Двор запущенный, захламленный, с сугробами снега, дверь подъезда прикрывается неплотно, на лестнице темно. Саша все же нашел квартиру номер 11а, постучал в дверь с ободранной клеенкой, из которой торчали клочья ваты. Вышел мужчина, странно одетый - нижняя рубаха, сапоги, галифе на подтяжках.

- Простите, - сказал Саша, - мне нужна Маслова.

Он вгляделся в Сашу:

- А вы откуда? Кем ей приходитесь?

Ряшка толстая, глазки поросячьи, смотрят недоброжелательно, нагляделся Саша за эти годы на такие хари.

- Кем приходитесь? - грубо повторил мужчина.

- Никем. Я из Пензы, преподаю в музыкальном училище. По классу фортепьяно. Моя коллега - Розмаргунова Раиса Семеновна, узнав, что я еду в Калинин, попросила зайти к ее гимназической подруге Ольге, простите, забыл отчество... - Он порылся в карманах, вынул бумажку. - Ольге Степановне Масловой, передать привет и спросить, почему она ей не пишет. Узнать, жива ли она, здорова.

- Ну и что дальше?! Дальше что, спрашиваю?

- Ничего дальше, все.

Саша простодушно смотрел ему в глаза.

- Выехала она отсюда, - сказал мужчина, - давно выехала.

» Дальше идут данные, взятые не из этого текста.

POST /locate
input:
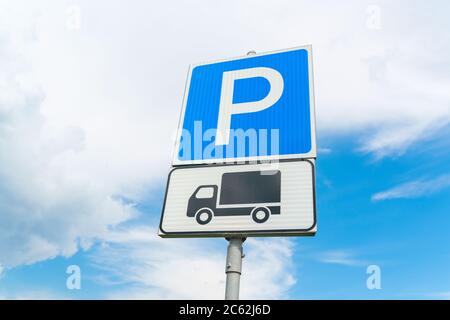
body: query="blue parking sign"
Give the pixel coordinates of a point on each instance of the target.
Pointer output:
(258, 107)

И с этими словами захлопнул дверь.

Саша вышел на улицу. Все ясно. После убийства Кирова во всех городах подбирали подозрительных, а тут жена заключенного, начавшего еще с Соловков. Выслали, конечно, и Ольгу Степановну, или сама уехала куда-нибудь, где ее не знают, и ее квартиру или комнату занял этот лоб из органов. Небольшой, видно, чин, но чин. Как смотрел, поросячья морда! Думал, наверное, задержать или нет.

Пронесло!

А могло и не пронести. Предъявите документы! Я вот такой-то! И показывает удостоверение сотрудника НКВД. Пройдемте в квартиру! Посмотрит паспорт... Ах, вот вы из какой Пензы... Понятно! И к телефону: приезжай, Вася, Володя, Петя, тут у меня птичка "из Пензы", разыскивает Маслову, ту самую... Давай, давай, приезжай! И пойдет! Откуда знаете Маслову? Вместе с ее мужем были в ссылке? Вы связной? На конвейер, в карцер, нагишом на мороз! Признавайся, стерва, кто, кроме тебя, Маслова и его жены, входит в организацию? На этом долдон мог бы выслужиться. Но что-то помешало. Может быть, девка у него была, а когда девка тепленькая в постели, тут не до шпионов, не до врагов. Хрен с ними, с врагами.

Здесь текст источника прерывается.